Rita Lee Essentials

Rita Lee Essentials

At what was supposed to be her last public performance, the singer Rita Lee, then in her mid-sixties, got into an argument with Brazilian military police in front of 20,000 people over a group of fans smoking a joint, calling the police, by several accounts, “horses,” “dogs,” and “sons of bitches.” It was a poetic end to a career whose provocations were indelible in part because of the casual confidence with which she leveled them, whether it was being a woman playing electric guitar during the mid-’60s (unheard of) or her frankness about mental health and female sexuality throughout the ’70s and ’80s. Her sound was always light—but her presence was something else.

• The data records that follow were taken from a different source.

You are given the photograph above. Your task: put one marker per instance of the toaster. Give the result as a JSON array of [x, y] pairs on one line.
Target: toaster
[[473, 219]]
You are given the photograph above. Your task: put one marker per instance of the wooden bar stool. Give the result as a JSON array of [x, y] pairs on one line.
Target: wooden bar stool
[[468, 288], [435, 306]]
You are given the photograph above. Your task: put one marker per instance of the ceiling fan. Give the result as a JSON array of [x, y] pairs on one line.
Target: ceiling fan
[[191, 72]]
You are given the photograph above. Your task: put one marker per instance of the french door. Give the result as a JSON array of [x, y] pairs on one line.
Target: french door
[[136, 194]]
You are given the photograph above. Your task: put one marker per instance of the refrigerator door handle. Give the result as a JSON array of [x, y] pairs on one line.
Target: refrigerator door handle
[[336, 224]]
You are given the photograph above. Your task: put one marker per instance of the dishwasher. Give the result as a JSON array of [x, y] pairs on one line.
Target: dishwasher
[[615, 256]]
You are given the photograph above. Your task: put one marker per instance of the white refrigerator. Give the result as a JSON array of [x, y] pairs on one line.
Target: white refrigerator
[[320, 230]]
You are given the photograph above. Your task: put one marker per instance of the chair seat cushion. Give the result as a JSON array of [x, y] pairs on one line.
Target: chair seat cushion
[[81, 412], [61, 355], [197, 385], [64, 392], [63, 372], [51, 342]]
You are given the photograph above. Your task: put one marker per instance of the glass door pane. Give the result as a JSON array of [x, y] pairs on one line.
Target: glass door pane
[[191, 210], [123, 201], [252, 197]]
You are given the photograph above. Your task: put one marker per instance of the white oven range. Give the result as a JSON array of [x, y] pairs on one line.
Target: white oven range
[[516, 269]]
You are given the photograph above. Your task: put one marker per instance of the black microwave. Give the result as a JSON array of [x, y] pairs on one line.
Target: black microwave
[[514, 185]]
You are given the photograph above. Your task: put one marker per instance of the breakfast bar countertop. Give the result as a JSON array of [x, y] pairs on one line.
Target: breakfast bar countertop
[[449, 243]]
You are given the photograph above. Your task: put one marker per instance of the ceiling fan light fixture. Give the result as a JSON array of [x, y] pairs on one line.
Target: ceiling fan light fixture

Born in São Paulo on December 31, 1947, Lee came to represent not only the shifting musical culture of ’60s Brazil, but its emergent cosmopolitanism and feminist consciousness. (She once told an interviewer that what separated her from her girlfriends in high school is that they wanted to marry a Beatle, but she wanted to be one.) She started her career with Os Mutantes, a band whose mix of Latin rhythms, American rock ’n’ roll, psychedelia, and elements from avant-garde and experimental music captured the playful rebelliousness of the late-’60s Tropicália movement. She left Mutantes in the early ’70s to start a solo career that kept her near the center of Brazilian pop culture for more than 40 years, including work as a children’s book author, radio host, and television presenter. She died in May 2023 at the age of 75.